Assembleia da República discutiu intervenção no Sado  
O socialista Ivan Gonçalves garantiu que "o processo tem sido preparado ao longo dos últimos dois anos, com todos os estudos ambientais efetuados, pareceres de associações ambientalistas", recordando que até já existiu "uma providência cautelar para impedir a obra que foi rejeitada pelo tribunal competente".
"Estas obras preveem a dragagem de uma quantidade muito significativa de sedimentos, com consequências especialmente para os golfinhos corvineiros. Importa ponderar estas dragagens e colocar em cima da mesa as consequências e impactos ao nível da biodiversidade e socioeconómicos para a população de Setúbal", afirmou a bloquista Sandra Cunha.

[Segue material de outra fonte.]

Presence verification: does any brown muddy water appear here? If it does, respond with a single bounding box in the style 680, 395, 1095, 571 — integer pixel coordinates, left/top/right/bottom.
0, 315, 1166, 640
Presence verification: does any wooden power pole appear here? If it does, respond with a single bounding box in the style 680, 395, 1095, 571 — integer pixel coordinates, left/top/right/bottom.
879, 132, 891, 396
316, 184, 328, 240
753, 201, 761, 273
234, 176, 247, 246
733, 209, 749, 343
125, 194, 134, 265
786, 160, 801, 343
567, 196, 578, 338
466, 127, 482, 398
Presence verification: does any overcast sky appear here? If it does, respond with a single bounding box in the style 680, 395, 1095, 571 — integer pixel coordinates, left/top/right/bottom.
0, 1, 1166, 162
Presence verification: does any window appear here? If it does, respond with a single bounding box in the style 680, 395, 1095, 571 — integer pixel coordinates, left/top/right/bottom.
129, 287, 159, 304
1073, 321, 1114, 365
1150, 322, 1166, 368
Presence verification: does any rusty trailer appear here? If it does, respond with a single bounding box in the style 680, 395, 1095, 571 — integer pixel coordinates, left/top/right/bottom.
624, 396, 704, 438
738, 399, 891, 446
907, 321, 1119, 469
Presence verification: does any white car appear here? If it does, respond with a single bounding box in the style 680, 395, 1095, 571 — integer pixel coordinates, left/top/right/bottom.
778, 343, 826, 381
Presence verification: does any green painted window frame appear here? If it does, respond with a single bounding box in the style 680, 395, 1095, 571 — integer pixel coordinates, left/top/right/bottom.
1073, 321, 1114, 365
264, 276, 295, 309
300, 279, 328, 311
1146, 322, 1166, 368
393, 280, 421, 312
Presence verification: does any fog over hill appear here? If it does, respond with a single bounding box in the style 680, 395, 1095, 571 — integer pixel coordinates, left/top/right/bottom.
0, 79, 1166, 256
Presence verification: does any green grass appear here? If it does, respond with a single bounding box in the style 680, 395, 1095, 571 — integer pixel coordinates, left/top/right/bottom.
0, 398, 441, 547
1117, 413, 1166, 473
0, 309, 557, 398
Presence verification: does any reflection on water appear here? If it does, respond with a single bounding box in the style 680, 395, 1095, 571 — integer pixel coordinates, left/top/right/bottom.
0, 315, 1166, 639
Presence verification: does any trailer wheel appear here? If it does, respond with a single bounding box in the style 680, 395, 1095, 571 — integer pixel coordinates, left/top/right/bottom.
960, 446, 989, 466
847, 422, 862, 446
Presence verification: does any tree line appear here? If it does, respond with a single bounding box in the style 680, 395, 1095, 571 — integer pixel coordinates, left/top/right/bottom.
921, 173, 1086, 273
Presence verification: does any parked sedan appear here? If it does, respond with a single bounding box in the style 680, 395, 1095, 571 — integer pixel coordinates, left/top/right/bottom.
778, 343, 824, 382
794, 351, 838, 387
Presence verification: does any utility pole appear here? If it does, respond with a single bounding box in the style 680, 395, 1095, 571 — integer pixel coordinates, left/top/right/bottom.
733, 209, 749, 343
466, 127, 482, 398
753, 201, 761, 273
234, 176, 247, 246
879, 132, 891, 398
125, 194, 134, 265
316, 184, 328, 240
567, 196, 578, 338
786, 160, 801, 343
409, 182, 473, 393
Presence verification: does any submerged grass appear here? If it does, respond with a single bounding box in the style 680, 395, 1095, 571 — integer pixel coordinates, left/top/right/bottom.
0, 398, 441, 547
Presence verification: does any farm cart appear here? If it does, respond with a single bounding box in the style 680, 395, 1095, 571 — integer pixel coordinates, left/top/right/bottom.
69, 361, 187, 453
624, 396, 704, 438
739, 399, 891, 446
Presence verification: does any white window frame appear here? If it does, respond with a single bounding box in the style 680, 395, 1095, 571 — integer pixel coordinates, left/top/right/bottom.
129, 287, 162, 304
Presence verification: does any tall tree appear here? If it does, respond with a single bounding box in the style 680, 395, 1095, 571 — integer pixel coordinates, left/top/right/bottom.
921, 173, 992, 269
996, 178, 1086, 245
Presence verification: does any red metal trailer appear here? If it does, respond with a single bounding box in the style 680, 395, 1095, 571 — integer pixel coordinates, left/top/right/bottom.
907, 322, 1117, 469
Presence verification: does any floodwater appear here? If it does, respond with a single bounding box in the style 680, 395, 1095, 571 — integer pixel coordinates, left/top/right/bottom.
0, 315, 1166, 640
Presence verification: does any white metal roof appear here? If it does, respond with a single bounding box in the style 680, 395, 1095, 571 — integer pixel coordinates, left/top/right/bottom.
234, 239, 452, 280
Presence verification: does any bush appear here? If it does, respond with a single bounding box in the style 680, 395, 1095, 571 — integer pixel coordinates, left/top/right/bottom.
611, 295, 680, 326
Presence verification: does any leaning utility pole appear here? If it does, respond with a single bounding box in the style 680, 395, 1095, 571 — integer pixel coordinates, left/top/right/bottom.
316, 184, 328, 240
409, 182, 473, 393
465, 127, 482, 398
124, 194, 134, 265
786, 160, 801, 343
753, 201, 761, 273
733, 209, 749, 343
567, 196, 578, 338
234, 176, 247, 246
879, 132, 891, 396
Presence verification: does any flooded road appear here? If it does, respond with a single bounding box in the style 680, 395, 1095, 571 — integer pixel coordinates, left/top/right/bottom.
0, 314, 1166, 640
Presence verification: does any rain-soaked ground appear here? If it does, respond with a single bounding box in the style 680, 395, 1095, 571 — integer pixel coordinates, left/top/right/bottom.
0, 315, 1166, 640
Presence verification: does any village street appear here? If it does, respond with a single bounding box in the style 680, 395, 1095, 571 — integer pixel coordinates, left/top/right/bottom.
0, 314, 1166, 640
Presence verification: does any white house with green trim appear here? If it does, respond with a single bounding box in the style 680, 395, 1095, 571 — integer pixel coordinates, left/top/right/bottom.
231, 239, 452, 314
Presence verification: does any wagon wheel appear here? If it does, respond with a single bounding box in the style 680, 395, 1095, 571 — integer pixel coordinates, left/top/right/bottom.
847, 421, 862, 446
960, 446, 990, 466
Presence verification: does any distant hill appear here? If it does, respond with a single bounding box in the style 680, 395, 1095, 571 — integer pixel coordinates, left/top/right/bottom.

O social-democtata António Costa Silva assegurou que "o PSD, desde a primeira, hora acompanhou este assunto sensível em que está em causa a biodiversidade, mas também a atividade económica" e já pediu a audição do ministro do Ambiente.
A comunista Paula Santos referiu tratar-se de uma matéria que "tem preocupado bastante, em particular, os pescadores de Setúbal e de Sesimbra, pelas implicações na atividade económica tradicional", pois "a biodiversidade, a fauna e a flora do rio Sado é de enorme riqueza".
"Não nos opomos ao desenvolvimento da atividade portuária, mas também tem de ser compatibilizada com a atividade económica tradicional, como a pesca, e com as preocupações ambientais inerentes", defendeu a deputada comunista eleita por Setúbal.